S’accorder une pause pour dormir en journée peut être bénéfique. Mais lorsqu’elle dure trop longtemps, la sieste pourrait devenir moins favorable pour la santé. Plusieurs analyses scientifiques ont en effet mis en évidence un lien entre les siestes prolongées et certaines maladies cardiovasculaires. Une méta-analyse regroupant plusieurs études a montré que les personnes qui dorment plus de 60 minutes en journée présentent un risque plus élevé de maladies cardiovasculaires et de mortalité comparé à celles qui ne font pas de sieste.
Selon ces travaux, une sieste dépassant une heure pourrait être associée à une augmentation d’environ 30 % du risque de maladies cardiaques dans certaines populations étudiées. D’autres recherches indiquent également que les siestes prolongées peuvent être liées à une hausse du risque d’hypertension, d’AVC ou de syndrome métabolique, un ensemble de facteurs qui favorisent les maladies cardiovasculaires.

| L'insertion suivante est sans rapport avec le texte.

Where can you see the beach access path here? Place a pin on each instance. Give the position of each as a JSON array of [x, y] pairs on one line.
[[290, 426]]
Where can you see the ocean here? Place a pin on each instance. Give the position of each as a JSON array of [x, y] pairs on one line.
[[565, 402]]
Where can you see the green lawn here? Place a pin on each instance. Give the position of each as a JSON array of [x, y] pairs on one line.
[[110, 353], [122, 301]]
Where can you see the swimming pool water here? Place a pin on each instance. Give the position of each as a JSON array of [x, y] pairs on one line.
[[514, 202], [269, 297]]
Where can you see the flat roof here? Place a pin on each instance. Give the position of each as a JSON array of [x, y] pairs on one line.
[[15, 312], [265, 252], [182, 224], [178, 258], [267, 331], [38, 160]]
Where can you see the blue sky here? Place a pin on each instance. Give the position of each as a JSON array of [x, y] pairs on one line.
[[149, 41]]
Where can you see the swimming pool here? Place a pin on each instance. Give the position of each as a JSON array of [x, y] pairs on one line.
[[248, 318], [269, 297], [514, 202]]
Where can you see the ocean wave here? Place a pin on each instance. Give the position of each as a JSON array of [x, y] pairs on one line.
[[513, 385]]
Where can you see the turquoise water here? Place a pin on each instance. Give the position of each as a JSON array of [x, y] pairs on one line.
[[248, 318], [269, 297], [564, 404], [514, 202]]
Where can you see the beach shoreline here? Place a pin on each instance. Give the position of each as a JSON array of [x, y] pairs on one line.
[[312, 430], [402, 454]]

Toutefois, les scientifiques rappellent qu’il s’agit d’associations statistiques, et non d’une preuve directe que la sieste provoque ces problèmes.
Pourquoi les longues siestes peuvent poser problème ?

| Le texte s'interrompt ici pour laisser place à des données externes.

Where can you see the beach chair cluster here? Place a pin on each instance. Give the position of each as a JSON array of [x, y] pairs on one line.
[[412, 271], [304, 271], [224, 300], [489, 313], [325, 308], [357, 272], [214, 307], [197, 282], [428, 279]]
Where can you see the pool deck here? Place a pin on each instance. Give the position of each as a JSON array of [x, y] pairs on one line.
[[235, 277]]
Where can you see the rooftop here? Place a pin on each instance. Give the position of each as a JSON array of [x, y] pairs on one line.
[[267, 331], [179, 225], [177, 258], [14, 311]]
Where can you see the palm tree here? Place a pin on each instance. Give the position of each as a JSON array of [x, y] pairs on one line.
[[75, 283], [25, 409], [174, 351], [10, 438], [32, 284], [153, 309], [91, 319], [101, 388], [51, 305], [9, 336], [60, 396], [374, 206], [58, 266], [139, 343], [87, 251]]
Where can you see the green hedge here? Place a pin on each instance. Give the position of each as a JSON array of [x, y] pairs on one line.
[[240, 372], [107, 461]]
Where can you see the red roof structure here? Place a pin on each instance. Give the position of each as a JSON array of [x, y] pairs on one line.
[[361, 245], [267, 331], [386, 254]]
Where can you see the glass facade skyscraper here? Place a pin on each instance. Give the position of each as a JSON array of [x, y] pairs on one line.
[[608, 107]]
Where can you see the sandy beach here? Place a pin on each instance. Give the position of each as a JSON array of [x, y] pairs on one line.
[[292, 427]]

Plusieurs hypothèses sont avancées pour expliquer ce phénomène.
D’abord, les siestes trop longues peuvent perturber l’horloge biologique et altérer la qualité du sommeil nocturne. Lorsque le sommeil de nuit devient moins réparateur, le corps peut subir des effets métaboliques ou cardiovasculaires.

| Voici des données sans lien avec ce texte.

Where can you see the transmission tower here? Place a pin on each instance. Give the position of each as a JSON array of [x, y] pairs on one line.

Autre explication possible : les longues siestes pourraient être un signe de fatigue chronique ou de troubles du sommeil, comme l’apnée du sommeil, eux-mêmes associés à un risque cardiovasculaire plus élevé.
Enfin, certaines études suggèrent que les personnes qui font de longues siestes présentent plus souvent des facteurs de risque comme l’obésité, l’hypertension ou le diabète, ce qui pourrait expliquer une partie du lien observé avec les maladies cardiaques.
La sieste idéale
Bonne nouvelle : la sieste n’est pas mauvaise en soi. Au contraire, lorsqu’elle est courte, elle peut améliorer l’énergie, la concentration et les performances cognitives.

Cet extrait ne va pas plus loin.